We had a
great time, sharing stories from college about bad roommates, papers and
projects done at the very last minute, film projects gone awry.
I had brought
along a videotape, which contained a bunch of us when we were in the Penn
State Monty Python Society. This was the unedited raw footage from the
second camera from the Coke-In protest in 1993.
It was only
after I was partway into showing it that I realized there were some people
in that video that some of us in that room did not particularly want to
see again. Namely, exes.
"Oh,
there's the girl who cheated on me."
"There's
the girl who broke up with me over the phone."
"There's
Jenny's ex, but she's not here to complain about it."
I pointed
out that Leechboy is in the video, too, lurking in the corners like a
ghostly disease. Thank goodness, 10 years later, I was sitting in a room
with these guys and not with him.
"Everyone
in this video should die!" someone else joked. "Well, except
us."
But there
were some fun aspects of watching our younger selves.

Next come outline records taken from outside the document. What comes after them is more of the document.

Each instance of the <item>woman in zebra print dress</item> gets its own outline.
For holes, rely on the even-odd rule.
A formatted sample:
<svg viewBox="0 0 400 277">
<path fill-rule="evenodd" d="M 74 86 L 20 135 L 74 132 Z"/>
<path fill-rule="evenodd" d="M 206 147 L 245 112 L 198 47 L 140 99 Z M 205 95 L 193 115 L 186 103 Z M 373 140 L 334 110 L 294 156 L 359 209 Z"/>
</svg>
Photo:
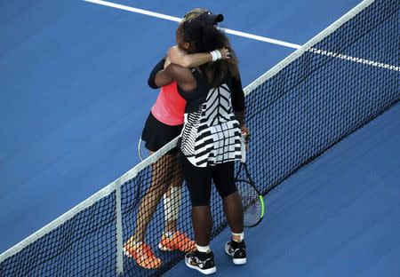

Everyone kept pointing
at one particular guy and remarking on how young he looked. "You
look like Harry Potter!"
He'd always
been several years younger than the rest of us, but these years it doesn't
seem as much of a difference.
Or they
pointed at another friend who had just completed a long, rambling impromptu
monologue. "He looks like one of the original Pythons. He looks like
Graham Chapman."
"I
always thought so," I said. Of course, back then when I mentioned
this to anyone, they just stared at me strangely.
In a way,
it was like watching old home videos.
For awhile,
the guys got into an excited discussion about Dr. Who, a conversation
I couldn't participate in. Dr. Who always scared me. I think it
was the music.
Later on,
someone noted, "We just spent an hour talking about Dr. Who."
"And
I spent an hour not talking about Dr. Who," I remarked.
"Whoops.
Sorry."
"That's
OK. It was entertaining in an anthropological sense," I said.
It had
also given me time to think. And I'd thought about the fact that this
is the week of Thanksgiving, and it's the week many people go home to
see their families. And this was the weekend our friend came in from Chicago.
He'd flown in just to see us.
But that
made sense. It did. We are family, in a way.
And we even have embarrassing home movies.